Un jour, son maître, un noble comte, décida de se moquer de
lui. Il le fit chercher :
- Grégoire, dit-il, j'ai fait venir de Paris un sachet de
graines précieuses. Savez-vous ce que c'est ?
Et il montra dans un papier des oeufs de harengs étalés.
- Bien sûr que je connais, monsieur le comte, répondit
Grégoire.
Le jardinier bredouilla là-dessus un nom latin, ajoutant que ces
graines-là, dans une bonne terre, elles poussaient vite et bien.
- Parfait, dit le maître, prenez, semez et puis prévenez-moi
dès qu'elles auront germé.
- À vos ordres, monsieur le comte.
Grégoire s'en fut, tandis que l'autre riait de bon coeur dans
ses moustaches :
« C'est pas demain la veille... » pensait-il.
Quelques jours plus tard, le comte rencontra son jardinier :
- A propos, mon ami, et ces graines que je vous ai confiées ?
- Elles commencent à lever, Monsieur le comte, je les arrose
régulièrement.
- Tiens donc, je serais curieux de voir ça.
- Si Monsieur le comte veut bien me suivre.
Ensemble, les deux hommes se rendirent à l'extrémité du jardin
potager.
- C'est ici...
- Je ne vois rien.
- Baissez-vous, monsieur, vous verrez mieux.

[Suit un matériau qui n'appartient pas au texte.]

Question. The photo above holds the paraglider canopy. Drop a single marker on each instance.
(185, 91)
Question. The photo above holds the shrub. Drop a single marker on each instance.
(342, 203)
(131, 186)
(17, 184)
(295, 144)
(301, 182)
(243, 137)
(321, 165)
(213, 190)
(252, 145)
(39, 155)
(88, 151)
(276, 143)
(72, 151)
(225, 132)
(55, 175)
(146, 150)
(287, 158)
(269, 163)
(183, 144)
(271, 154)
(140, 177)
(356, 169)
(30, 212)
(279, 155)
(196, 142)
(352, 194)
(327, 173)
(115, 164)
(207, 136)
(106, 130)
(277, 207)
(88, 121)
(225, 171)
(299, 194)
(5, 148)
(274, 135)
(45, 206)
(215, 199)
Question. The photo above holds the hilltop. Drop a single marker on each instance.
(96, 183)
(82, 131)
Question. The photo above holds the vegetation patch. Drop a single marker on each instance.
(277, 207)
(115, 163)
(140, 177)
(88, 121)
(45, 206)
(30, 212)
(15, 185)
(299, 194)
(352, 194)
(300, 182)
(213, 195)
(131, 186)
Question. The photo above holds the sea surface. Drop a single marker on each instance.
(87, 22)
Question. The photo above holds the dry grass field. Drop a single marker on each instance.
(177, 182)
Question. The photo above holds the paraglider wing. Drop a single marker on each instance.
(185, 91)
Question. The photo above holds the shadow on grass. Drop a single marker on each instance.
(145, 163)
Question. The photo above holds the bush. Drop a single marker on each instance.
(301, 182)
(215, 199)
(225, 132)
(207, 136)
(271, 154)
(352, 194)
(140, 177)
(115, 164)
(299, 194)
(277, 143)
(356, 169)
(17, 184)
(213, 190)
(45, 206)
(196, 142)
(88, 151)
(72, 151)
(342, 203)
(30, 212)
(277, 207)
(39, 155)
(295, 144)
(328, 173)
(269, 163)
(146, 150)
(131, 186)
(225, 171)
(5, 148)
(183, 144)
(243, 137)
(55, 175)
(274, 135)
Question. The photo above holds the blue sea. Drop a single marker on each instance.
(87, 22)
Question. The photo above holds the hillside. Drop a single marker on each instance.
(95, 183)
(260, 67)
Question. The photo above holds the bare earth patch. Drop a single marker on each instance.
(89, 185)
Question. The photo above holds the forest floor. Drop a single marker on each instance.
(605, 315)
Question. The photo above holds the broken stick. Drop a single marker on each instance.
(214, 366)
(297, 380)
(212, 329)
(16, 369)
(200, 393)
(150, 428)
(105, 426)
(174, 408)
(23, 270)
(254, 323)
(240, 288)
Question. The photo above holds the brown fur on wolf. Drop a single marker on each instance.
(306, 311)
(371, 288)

Le comte se baissa, ajusta ses lorgnons sur les yeux, et
aperçut... une rangée de harengs saurs bien droits, pointant
leurs têtes au-dessus de la terre.
Lorsque le comte se redressa, il ne riait plus ; c'est Grégoire
qui souriait, d'un grand sourire candide.
LE MALIN
Il fallait bien que ça arrive.
Nous étions pourtant de bons chrétiens à l'époque, l'un dans
l'autre ; n'empêche que le Malin nous est apparu, un soir que
nous étions comme aujourd'hui réunis.
La première peur apaisée, on l'entendit qui nous déclarait,
les yeux luisants :
- Je suis la moitié du monde, il faudra donc désormais me
donner la moitié de ce que vous récolterez. Réfléchissez, je
reviens dans dix jours savoir ce que vous avez décidé.
Sur ce, il disparut, laissant derrière lui une odeur de soufre.
Lassemblée se mit à discuter ; à la fin, on résolut
d'aller consulter un sage ermite, alors installé non loin dans
les bois.
L'ermite réfléchit, et conseilla de demander au Malin s'il
voulait le dessous ou le dessus des récoltes. Lorsque le diable
revint nous visiter, on lui posa la question.
- Je veux le dessus du panier, bien sûr ! s'exclama le démon.
Lermite nous fit planter des navets dans les champs, si
bien que la part du diable fut constituée de feuilles vertes.
Le diable se fâcha, voyant qu'il était joué :
- Puisque c'est ainsi, je veux le dessous de vos récoltes !
Lermite nous fit alors planter du blé. En août, nous
eûmes les épis, et le diable la paille.
Il n'y a pas si malin qui ne trouve plus malin que lui.